Volunteer-donor hybrids are more common than you might think. This post looks at why this is the case and how to encourage it, as well as how to avoid some common mistakes.

True or false?

Volunteers donate their time because they are unable or unwilling to donate money.

Sometimes? True. Most of the time? False.

According to research, two thirds of volunteers donate money to the same organizations they volunteer for. Also, volunteers tend to donate much more than non-volunteers.

Surprised? It’s actually pretty simple.

When someone volunteers for your organization, they are likely to feel closely connected to your organization and your mission. This is especially true if you regularly:

  • Show volunteers the impact their work has on the organization and its mission.
  • Keep volunteers in the loop on what’s going on throughout the organization.
  • Involve volunteers in organizational planning by encouraging feedback.

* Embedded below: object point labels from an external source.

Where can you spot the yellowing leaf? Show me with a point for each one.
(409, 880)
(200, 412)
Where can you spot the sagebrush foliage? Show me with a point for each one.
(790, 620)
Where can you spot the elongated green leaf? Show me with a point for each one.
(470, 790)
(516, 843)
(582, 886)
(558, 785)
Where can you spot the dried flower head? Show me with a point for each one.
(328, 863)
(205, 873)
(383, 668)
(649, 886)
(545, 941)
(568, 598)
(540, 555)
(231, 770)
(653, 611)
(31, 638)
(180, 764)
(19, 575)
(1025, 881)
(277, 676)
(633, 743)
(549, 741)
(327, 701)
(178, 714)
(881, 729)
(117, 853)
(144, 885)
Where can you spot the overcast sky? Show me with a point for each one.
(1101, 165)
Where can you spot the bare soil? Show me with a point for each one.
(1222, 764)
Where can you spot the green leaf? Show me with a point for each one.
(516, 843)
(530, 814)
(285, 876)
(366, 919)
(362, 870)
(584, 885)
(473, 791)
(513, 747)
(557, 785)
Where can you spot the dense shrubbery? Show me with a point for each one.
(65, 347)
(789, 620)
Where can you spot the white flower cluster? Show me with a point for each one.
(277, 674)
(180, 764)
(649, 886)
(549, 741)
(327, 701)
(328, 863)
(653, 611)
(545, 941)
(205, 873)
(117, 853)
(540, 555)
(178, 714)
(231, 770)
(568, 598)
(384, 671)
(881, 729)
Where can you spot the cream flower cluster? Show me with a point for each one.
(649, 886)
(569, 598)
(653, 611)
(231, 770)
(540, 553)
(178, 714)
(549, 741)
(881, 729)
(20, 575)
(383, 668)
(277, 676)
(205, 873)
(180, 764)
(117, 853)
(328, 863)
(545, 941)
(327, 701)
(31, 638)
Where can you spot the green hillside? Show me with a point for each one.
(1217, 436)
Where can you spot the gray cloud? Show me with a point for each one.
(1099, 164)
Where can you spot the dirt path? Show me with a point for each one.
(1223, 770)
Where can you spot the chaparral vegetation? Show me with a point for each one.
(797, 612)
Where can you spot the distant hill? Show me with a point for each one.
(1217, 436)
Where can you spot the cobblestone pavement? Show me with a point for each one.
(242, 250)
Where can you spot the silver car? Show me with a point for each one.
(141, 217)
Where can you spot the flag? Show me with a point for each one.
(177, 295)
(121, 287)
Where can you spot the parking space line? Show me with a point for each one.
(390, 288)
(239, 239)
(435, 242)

I know that I feel personally invested in the organization I volunteer for. I get excited about the organization’s successes, and I advocate vocally for the mission. And when I was asked to donate as part of a seasonal fundraising campaign – you bet I pulled out my credit card. I knew I was already making an impact, and I saw a chance to make that impact even bigger.

But (yes, there is a but)…

How would a volunteer feel if they received a generic thank you letter for their donation that didn’t acknowledge the other ways in which they contribute? Probably not so great.

How would a donor feel if they started volunteering, and received no acknowledgement of their history with your organization? Again, probably not so great.

This is one of reasons why separating your supporters into volunteers OR donors is a mistake. Does your volunteer manager know when one of their volunteers makes a donation? They should. Make sure these communication procedures are in place.

The ultimate goal is, of course, to make your all your supporters – volunteers, donors, and those who are both – feel like the amazing part of your organization that they are.